Dear Dr. Teitelbaum,
Your questions on HCG are most pertinent and on target. First, I not only recommend it, but also now believe that every patient with central pain should be given a therapeutic trial of HCG. Central pain is a much more catastrophic and serious condition than formerly recognized. It is fundamentally a focus of neuroinflammation that produces progressive cellular damage and loss of tissue.3-5 At this point in time, therapeutic agents with anabolic nerve regeneration potential should be given every attempt to control central pain and its neurodestructive complications.
First, the ability of HCG to raise testosterone levels in men and women is clearly a primary, if not a major, beneficial role. I have now used it on patients who have normal testosterone serum levels and some who are on testosterone replacement. Both groups claim additional benefits from HCG. I have three patients who adamantly wanted to stay off opioids and have been able to do so with HCG. I now have patients who have taken HCG for up to two years without any side effects.
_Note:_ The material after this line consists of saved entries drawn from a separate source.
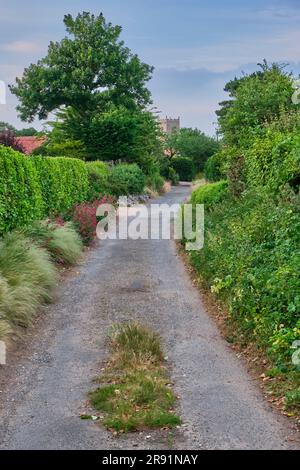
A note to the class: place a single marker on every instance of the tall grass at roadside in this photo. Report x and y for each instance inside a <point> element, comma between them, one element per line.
<point>62,241</point>
<point>27,280</point>
<point>136,394</point>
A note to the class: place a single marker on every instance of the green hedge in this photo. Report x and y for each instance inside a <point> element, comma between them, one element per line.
<point>34,187</point>
<point>213,168</point>
<point>184,167</point>
<point>20,192</point>
<point>98,179</point>
<point>210,194</point>
<point>126,180</point>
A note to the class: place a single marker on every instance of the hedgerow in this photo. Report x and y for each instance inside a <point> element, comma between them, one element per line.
<point>32,188</point>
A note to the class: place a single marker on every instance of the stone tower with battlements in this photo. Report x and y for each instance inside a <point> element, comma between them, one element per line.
<point>169,125</point>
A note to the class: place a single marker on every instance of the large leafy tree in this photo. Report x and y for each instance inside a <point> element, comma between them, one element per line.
<point>88,71</point>
<point>193,144</point>
<point>255,99</point>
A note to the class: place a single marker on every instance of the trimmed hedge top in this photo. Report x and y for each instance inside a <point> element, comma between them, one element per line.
<point>32,188</point>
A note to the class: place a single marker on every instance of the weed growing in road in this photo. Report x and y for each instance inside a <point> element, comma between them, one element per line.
<point>137,393</point>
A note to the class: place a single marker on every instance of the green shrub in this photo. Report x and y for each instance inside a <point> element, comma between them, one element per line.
<point>213,168</point>
<point>210,194</point>
<point>98,179</point>
<point>251,260</point>
<point>126,179</point>
<point>173,176</point>
<point>64,182</point>
<point>167,171</point>
<point>62,241</point>
<point>20,192</point>
<point>68,148</point>
<point>27,279</point>
<point>32,188</point>
<point>184,167</point>
<point>155,182</point>
<point>274,160</point>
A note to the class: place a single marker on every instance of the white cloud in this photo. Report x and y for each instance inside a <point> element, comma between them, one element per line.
<point>230,55</point>
<point>22,47</point>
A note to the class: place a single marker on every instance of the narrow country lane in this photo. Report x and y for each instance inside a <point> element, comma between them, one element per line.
<point>144,280</point>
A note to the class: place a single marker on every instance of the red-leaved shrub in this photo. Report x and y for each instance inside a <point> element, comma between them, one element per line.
<point>85,218</point>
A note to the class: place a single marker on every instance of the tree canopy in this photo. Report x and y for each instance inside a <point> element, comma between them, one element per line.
<point>191,143</point>
<point>89,70</point>
<point>256,98</point>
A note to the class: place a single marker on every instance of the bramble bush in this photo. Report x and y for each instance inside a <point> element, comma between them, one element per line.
<point>251,260</point>
<point>213,168</point>
<point>184,167</point>
<point>98,179</point>
<point>84,216</point>
<point>126,179</point>
<point>210,194</point>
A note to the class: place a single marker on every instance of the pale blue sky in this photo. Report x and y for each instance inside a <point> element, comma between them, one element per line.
<point>195,46</point>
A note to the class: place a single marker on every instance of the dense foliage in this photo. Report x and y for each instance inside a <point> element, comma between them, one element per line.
<point>210,194</point>
<point>192,144</point>
<point>88,70</point>
<point>251,254</point>
<point>184,167</point>
<point>33,188</point>
<point>125,179</point>
<point>8,139</point>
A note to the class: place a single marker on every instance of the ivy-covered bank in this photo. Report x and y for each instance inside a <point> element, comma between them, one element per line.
<point>251,254</point>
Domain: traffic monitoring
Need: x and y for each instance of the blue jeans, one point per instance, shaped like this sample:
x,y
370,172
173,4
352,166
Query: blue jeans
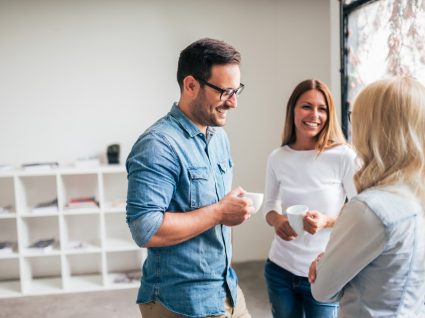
x,y
290,295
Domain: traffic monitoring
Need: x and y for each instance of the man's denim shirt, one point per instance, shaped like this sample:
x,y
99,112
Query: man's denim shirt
x,y
174,167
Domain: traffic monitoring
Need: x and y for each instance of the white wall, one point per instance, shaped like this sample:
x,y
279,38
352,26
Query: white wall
x,y
76,76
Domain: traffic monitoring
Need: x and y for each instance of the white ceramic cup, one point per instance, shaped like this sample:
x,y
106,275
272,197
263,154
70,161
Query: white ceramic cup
x,y
256,198
296,215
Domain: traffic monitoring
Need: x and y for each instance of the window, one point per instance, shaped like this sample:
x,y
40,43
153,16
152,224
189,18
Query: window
x,y
380,38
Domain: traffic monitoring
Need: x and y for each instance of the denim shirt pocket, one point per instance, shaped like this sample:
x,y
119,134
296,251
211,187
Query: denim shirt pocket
x,y
225,169
202,189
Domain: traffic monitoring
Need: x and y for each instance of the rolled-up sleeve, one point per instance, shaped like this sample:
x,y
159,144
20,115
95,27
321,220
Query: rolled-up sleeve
x,y
357,238
153,170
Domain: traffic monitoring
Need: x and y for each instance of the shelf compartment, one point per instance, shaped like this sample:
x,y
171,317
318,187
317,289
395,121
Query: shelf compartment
x,y
34,229
7,197
10,285
41,275
8,233
117,233
35,190
124,268
114,191
78,186
83,272
81,233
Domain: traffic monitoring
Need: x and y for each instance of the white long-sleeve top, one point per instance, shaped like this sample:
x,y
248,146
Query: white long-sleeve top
x,y
375,260
322,182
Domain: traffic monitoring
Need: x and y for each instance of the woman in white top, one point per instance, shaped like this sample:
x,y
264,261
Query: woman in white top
x,y
375,260
313,167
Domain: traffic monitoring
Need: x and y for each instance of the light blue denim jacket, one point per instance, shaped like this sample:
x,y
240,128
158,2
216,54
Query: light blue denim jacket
x,y
375,260
174,167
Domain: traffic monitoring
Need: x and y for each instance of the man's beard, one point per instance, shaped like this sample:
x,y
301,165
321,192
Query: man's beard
x,y
207,115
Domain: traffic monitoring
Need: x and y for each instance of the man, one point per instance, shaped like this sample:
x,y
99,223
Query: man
x,y
179,205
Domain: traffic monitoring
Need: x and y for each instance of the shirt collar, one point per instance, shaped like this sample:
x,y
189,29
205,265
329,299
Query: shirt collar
x,y
188,125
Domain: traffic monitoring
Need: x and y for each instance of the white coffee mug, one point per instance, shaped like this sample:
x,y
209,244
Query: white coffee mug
x,y
256,198
296,215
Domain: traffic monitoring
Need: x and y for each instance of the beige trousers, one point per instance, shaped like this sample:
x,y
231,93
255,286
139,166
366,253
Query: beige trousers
x,y
156,310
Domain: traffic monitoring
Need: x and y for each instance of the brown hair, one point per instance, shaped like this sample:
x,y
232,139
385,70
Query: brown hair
x,y
198,58
331,134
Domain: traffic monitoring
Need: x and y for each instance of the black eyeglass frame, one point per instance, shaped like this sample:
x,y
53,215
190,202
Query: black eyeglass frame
x,y
229,92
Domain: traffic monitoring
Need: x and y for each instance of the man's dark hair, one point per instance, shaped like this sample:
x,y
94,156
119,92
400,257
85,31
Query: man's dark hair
x,y
198,58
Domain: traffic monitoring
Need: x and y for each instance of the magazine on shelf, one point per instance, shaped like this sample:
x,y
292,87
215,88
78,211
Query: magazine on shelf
x,y
6,247
82,203
5,167
35,166
44,245
45,207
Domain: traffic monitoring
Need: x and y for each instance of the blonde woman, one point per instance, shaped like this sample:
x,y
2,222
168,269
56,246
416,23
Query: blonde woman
x,y
375,261
314,166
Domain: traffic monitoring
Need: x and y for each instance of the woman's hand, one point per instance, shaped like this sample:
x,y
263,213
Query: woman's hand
x,y
314,221
313,269
281,226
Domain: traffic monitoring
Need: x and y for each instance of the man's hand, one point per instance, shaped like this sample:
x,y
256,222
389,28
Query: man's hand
x,y
314,221
313,269
281,225
234,209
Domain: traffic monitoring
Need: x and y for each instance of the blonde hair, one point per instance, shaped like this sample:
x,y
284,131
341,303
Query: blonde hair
x,y
331,134
389,134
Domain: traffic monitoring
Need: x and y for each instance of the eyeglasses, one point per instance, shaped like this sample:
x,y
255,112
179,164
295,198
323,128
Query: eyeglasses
x,y
225,94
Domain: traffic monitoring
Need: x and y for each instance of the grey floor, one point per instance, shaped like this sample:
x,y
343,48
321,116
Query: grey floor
x,y
121,303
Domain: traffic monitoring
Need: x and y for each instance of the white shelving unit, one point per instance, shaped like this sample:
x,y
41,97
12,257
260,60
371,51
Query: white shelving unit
x,y
93,248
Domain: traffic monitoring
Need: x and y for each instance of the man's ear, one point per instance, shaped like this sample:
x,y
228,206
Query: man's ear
x,y
190,86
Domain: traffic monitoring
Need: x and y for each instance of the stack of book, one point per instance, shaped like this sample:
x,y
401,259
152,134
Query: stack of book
x,y
36,166
82,203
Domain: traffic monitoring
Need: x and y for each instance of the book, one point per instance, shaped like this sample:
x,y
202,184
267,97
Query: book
x,y
5,167
39,166
82,203
42,246
46,207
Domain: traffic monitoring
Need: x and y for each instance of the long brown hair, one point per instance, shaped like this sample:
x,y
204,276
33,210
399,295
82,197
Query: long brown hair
x,y
331,134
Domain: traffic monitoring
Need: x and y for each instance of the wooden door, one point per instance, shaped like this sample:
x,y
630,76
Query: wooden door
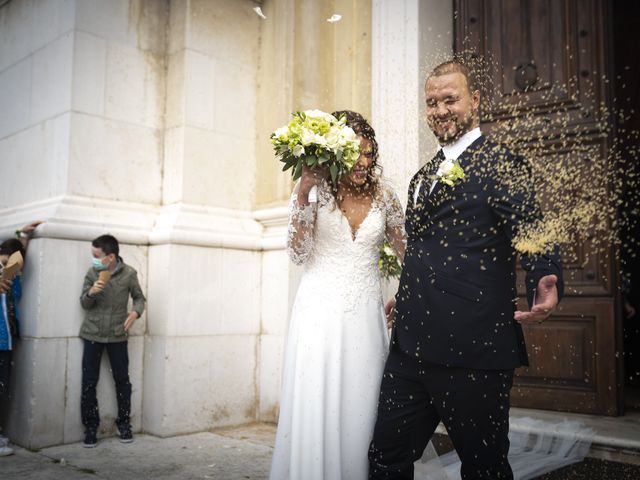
x,y
548,56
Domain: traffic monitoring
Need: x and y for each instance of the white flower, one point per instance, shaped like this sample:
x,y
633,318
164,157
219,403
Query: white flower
x,y
445,168
320,115
319,140
333,139
298,150
307,137
282,133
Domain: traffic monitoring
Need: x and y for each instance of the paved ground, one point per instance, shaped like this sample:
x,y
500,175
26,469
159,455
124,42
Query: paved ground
x,y
198,456
229,454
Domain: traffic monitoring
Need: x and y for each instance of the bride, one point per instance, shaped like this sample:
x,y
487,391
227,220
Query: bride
x,y
338,339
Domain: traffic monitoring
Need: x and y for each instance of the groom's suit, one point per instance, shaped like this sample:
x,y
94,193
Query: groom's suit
x,y
455,342
456,298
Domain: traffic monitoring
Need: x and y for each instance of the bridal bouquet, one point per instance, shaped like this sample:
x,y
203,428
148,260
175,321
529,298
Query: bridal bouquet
x,y
316,139
388,263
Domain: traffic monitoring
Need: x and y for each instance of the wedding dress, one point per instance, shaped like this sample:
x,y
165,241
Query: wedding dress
x,y
337,341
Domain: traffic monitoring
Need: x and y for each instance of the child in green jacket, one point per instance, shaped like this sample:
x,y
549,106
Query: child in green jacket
x,y
105,297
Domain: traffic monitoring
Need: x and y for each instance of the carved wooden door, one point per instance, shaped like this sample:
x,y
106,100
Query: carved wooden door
x,y
548,56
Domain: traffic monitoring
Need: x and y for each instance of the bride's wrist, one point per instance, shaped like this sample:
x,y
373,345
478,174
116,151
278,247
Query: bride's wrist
x,y
303,199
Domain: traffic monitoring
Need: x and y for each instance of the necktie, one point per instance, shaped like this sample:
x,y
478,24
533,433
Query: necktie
x,y
429,171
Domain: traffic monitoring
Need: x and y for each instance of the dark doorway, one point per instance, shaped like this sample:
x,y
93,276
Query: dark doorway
x,y
626,67
549,58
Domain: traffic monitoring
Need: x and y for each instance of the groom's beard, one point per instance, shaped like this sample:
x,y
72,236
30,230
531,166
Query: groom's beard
x,y
456,127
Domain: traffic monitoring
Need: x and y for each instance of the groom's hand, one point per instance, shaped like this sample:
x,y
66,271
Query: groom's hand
x,y
545,301
390,312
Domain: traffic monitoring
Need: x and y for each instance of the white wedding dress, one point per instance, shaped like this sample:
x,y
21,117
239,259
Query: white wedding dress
x,y
337,342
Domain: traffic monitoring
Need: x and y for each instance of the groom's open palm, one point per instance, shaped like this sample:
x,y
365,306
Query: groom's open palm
x,y
545,302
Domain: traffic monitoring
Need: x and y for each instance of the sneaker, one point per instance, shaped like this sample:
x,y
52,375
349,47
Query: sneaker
x,y
125,435
6,451
90,439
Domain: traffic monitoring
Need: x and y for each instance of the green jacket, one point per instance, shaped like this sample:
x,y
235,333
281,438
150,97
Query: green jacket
x,y
106,312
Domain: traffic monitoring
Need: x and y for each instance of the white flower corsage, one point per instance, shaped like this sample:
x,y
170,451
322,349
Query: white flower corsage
x,y
449,172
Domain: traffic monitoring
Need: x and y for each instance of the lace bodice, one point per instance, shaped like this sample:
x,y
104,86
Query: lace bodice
x,y
320,238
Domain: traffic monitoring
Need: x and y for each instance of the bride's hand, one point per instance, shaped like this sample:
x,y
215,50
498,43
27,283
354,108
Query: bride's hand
x,y
310,177
390,312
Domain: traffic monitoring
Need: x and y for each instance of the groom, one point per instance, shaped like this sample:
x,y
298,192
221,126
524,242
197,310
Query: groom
x,y
457,337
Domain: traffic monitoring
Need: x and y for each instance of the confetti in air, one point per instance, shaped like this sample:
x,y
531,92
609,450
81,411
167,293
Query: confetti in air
x,y
258,11
588,192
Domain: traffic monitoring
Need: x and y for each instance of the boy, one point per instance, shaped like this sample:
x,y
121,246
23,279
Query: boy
x,y
105,295
10,294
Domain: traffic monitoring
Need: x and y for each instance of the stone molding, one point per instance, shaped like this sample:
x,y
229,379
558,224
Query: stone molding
x,y
79,218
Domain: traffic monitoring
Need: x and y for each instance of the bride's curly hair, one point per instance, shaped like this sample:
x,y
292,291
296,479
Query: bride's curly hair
x,y
362,128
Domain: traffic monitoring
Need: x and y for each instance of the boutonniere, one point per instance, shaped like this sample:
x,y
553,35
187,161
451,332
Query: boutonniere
x,y
449,172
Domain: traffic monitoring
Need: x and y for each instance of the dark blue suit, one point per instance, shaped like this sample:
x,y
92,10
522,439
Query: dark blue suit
x,y
455,342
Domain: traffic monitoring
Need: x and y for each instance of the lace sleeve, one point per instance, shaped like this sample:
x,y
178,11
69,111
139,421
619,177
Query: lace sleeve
x,y
394,230
302,219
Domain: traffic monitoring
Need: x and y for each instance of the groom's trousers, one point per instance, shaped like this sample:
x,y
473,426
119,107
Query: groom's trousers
x,y
415,396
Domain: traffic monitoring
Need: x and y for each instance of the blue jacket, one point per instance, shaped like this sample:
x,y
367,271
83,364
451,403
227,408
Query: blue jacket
x,y
9,312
In central pain patients, long-term HCG has had the effects of lowering but not eliminating opioid daily dosage, and HCG often obviates the need for testosterone replacement.
It is my belief that HCG not only has testosterone-raising ability, but a neurogenic and anabolic effect on its own. HCG has two sub-units; one the same as that in luteinizing hormone, follicle stimulating hormone, and thyroid stimulating hormone while the other unit is anabolic in that it produces neurogenic growth.
As I write this note I’m surveying our long-term (more than 6 months) HCG patients to present as a poster at the American Academy of Pain Medicine annual meeting in February. I hope to have some updated information on dosages, side effects, and outcomes. I’ll keep everyone posted.